And You May Find Yourself in the Library of Congress

 

It’s always been my strong belief that David Byrne’s really big suit deserves to be in a museum, and finally it seems like somebody agrees. Vulture reports that the National Film Registry of America has selected a new batch of films to be preserved in the Library of Congress for cultural significance, and among them is the Talking Heads documentary Stop Making Sense. It’s only right and fair that historians looking back on our civilisation will see David Byrne sprinting around the stage like his life depends on it, and presume that this was what we were all like.

 

Michelle Yeoh fights her way through the multiverse in trailer for A24’s Everything Everywhere All At Once

 

Thanks to Marvel, 2021 was the year of the multiverse. Thanks to A24, 2022 seems to be heading in a similar direction.
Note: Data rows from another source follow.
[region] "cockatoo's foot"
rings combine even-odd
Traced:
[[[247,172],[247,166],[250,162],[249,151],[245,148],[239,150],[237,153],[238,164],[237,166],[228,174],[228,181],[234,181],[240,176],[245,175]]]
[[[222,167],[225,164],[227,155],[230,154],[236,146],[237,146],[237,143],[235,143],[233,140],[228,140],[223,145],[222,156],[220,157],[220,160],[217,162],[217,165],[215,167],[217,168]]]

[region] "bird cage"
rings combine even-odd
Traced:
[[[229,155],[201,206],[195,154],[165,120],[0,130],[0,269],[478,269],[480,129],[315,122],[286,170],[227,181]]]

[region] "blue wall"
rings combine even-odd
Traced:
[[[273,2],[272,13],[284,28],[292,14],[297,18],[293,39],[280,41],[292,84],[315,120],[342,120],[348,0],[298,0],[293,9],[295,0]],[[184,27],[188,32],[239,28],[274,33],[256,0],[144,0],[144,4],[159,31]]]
The AV Club has the trailer for the new indie sci-fi film Everything Everywhere All At Once, which offers us the truly fantastic premise that there are an infinite number of versions of Michelle Yeoh out there. We couldn’t be more in.

 

 

Mask Off: how UK drill subverts reality, fantasy, and public image

 

Drill music is one of the fastest growing subgenres of rap, but it’s also all too easy to misunderstand. Moral panic and accusations of glorifying violence have followed drill since its inception, forcing artists to get creative with their public personas. For their winter issue, Dazed takes a look behind the stereotypes and discusses how various drill artists on either side of the pond like TeeZandos and V9 are finding their own path to artistic success.